Global Financial Behaviour: Savings Accounts
Ownership of a savings account is a good indication both of disposable income and of consumer financial prudence. In the key western European markets, France and Germany are the most frugal, with 80% and 73% of consumers respectively owning a savings account, compared to 61% in Britain and 57% in Spain. For Germany, this may seem at odds with figures revealing that German consumers are particularly likely (compared to those in neighbouring markets) to believe that they are no good at saving money. But it appears likely that it is this very belief that makes them leading savers. If they are in a cycle of self-guilt, believing they could be saving more, then they are more likely to be doing something about it.

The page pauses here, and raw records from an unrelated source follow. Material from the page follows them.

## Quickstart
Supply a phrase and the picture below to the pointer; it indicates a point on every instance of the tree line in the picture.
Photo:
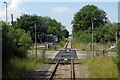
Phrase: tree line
(18, 38)
(104, 30)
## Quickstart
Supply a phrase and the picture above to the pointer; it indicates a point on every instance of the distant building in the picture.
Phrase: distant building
(51, 40)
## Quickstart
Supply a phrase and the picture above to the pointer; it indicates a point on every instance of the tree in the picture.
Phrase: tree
(84, 17)
(15, 43)
(45, 26)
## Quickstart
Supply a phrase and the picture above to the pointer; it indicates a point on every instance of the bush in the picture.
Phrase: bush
(15, 43)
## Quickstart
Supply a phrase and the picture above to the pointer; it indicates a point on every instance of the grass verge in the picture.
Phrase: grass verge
(18, 68)
(101, 67)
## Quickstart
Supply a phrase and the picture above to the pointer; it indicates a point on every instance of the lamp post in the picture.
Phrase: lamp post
(6, 11)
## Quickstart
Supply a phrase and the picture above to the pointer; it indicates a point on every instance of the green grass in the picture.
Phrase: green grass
(17, 68)
(86, 46)
(101, 67)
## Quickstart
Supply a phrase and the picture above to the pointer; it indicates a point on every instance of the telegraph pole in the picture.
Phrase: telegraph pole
(6, 11)
(92, 38)
(12, 19)
(35, 42)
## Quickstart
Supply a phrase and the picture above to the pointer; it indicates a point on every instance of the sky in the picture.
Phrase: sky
(62, 11)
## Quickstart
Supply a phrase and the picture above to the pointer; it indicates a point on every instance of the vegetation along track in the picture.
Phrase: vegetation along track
(66, 70)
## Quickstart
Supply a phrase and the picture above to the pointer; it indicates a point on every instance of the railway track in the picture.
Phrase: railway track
(61, 66)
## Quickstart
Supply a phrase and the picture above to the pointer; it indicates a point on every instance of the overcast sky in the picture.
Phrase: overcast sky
(61, 11)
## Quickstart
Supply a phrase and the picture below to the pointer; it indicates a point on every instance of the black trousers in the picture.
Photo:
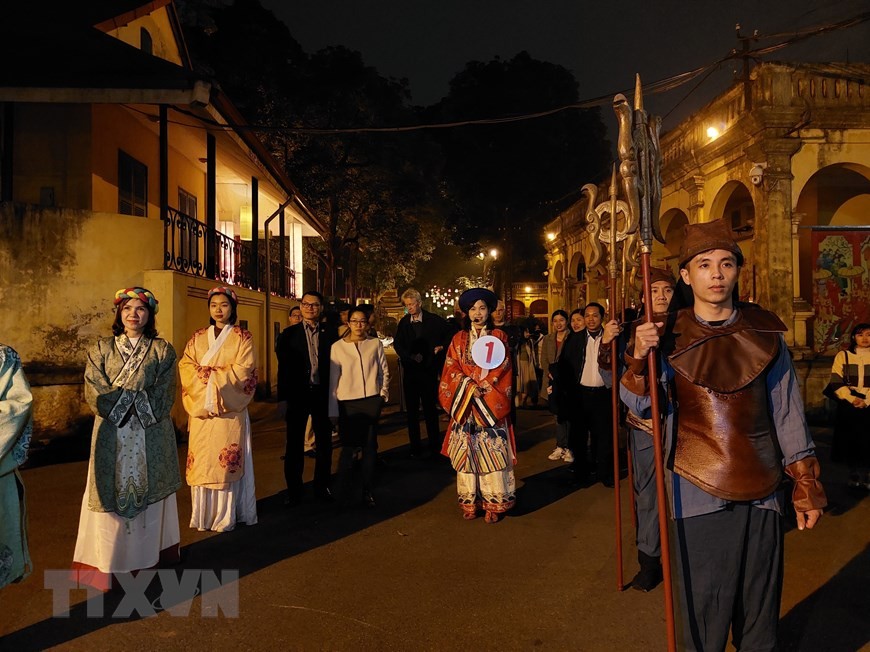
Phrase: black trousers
(358, 428)
(729, 566)
(593, 420)
(314, 403)
(422, 387)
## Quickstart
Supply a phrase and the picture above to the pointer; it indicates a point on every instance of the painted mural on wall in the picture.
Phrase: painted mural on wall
(841, 286)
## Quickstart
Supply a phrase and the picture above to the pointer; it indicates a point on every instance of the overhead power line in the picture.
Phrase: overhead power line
(659, 86)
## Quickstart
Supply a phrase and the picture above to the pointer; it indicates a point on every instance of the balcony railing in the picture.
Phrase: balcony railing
(191, 247)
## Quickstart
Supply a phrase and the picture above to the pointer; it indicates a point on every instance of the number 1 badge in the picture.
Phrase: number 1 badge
(488, 352)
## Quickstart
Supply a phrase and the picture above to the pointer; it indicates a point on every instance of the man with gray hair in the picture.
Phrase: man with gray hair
(421, 338)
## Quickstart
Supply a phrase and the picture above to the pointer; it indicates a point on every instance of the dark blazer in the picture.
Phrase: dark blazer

Saving in some of the BRICS looks very different to Europe. For example, in China, 87% of adults have a savings account and in Brazil the figure is 56%, revealing just how great a proportion of their citizens are in a position to set money aside. In Russia however, there is less of a culture of opening savings accounts - only 12% of adults have one.
We can get a clearer picture of the culture of saving in different markets by looking at how long consumers have had savings accounts.
In Europe, again, it is German consumers who are clearly the European saving champions, with 37% of them having had a savings account for more than 10 years, compared to 31% of Spanish and only 18% of Brits. This is also reflected in the regularity of their saving. 41% of Germans pay in to savings accounts every month, compared to 30% of Brits and 28% of Spanish.